Salut, ça va ?

Oui et toi ça va ?

Ça va bien et toi ça va ?

Ça va, ça va…

Cette petite politesse africaine reflète le superficiel de la relation humaine : Ça va en façade. Ça ne va pas trop mal, c’est vrai. Mais derrière le masque que tu dois montrer à la société, est-ce que tu vas si bien que ça ?

Est-ce vraiment toi qui t’exprimes ou est-ce le masque de la convention qui répond à ta place ?

Tout va pour le mieux ! A force de le dire à ton entourage, tu finis par te persuader que c’est vrai. Et ce n’est pas complètement faux ! Tu as une situation très correcte. Tu as un cadre familial très favorable… Tu serais quand même gonflé avec ce que tu possèdes de te plaindre ! Regarde autour de toi. Franchement « t’exagères grave » de trouver à redire comme dirait ma fille !

Alors tu continues ton bonhomme de chemin. Tu sais qu’il peut y en avoir d’autres, mais c’est celui-là qui te permet de vivre sans trop de vagues.

Tu t’enfermes dans le masque sociétal qui n’est pas si moche. Mais tu n’es pas vraiment toi. Presque toi, mais pas complètement.

Les années passent. Tu t’adaptes. Et puis pour qui pour quoi, un mauvais jour, tu as un fait quelconque de trop dans la litanie des faits. Un truc de trop dans l’empilement des trucs. Et c’est l’avalanche, le barrage qui cède, la vague submersible.

Deux solutions s’offrent alors à toi pour ne pas être noyé :

1 Comme d’hab, ça va passer, on va sortir la planche de surf et ça devrait le faire.

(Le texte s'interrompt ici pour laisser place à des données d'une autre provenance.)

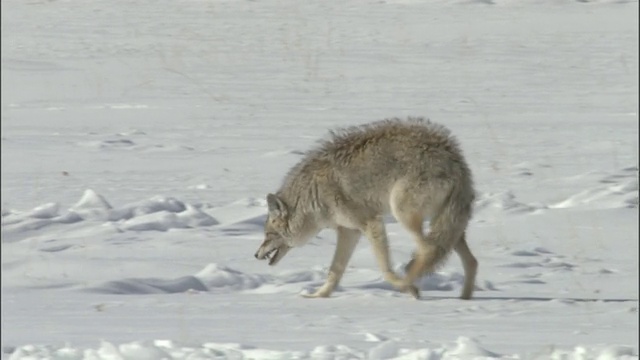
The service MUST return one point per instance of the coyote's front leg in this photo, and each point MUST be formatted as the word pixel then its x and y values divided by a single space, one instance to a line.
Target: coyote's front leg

2 On va peut-être aller voir quelqu’un pour mieux sortir les avirons, mais aussi pour voir comment se protéger du naufrage total que tu sens poindre…

Perso, j’ai de la chance, je savais où aller. Mes enfants ont suivi le parcours Vocare, et ils s’éclatent en écoles d’ingés suite à la découverte de leurs centres d’intérêt. Rien que pour leur épanouissement, merci.

J’ai donc pris mon courage à deux balles et j’ai appelé Madame Cail. Non, non ! Ce n’est pas si simple que ça, de se dire qu’on ne va pas y arriver tout seul avec son égo mal placé…

Une fois le rendez-vous pris, tu découvres un univers parallèle : Toi ! Tu te découpes, à l’égoïne pour jeter des ponts entre toi et ton masque.

Isabelle Cail l’air de rien, t’emmènes vers toi, derrière toi, en toi.

 

Et tu te mets à dire ; Et tu te mets à faire des choses que tu ne pensais plus pouvoir faire : Perso, je me suis sculpté mon premier bronze que j’ai appelé : Phoenix… Et je me remets à écrire : La preuve !

Et puis tu te dis m…. pour les conventions : Je vais penser un peu à moi. Pas tout mettre par terre mais enlever le masque…

Et puis vient le temps de la mise en phase avec ton moi profond ou sans t’en rendre compte, Isabelle Cail te donne des objectifs : A toi de jouer toi le bonhomme sans le masque ! Là, tu te retrouves avec des perspectives, avec des projets concrets, avec du sens. Le sens de ta vie qu’il te faut prendre en main.

Du coup ça va aller ?

Oui ça devrait le faire…

Non, non, ça va le faire ! Ça va ?

Bien sûr que ça va ! Merci Isabelle.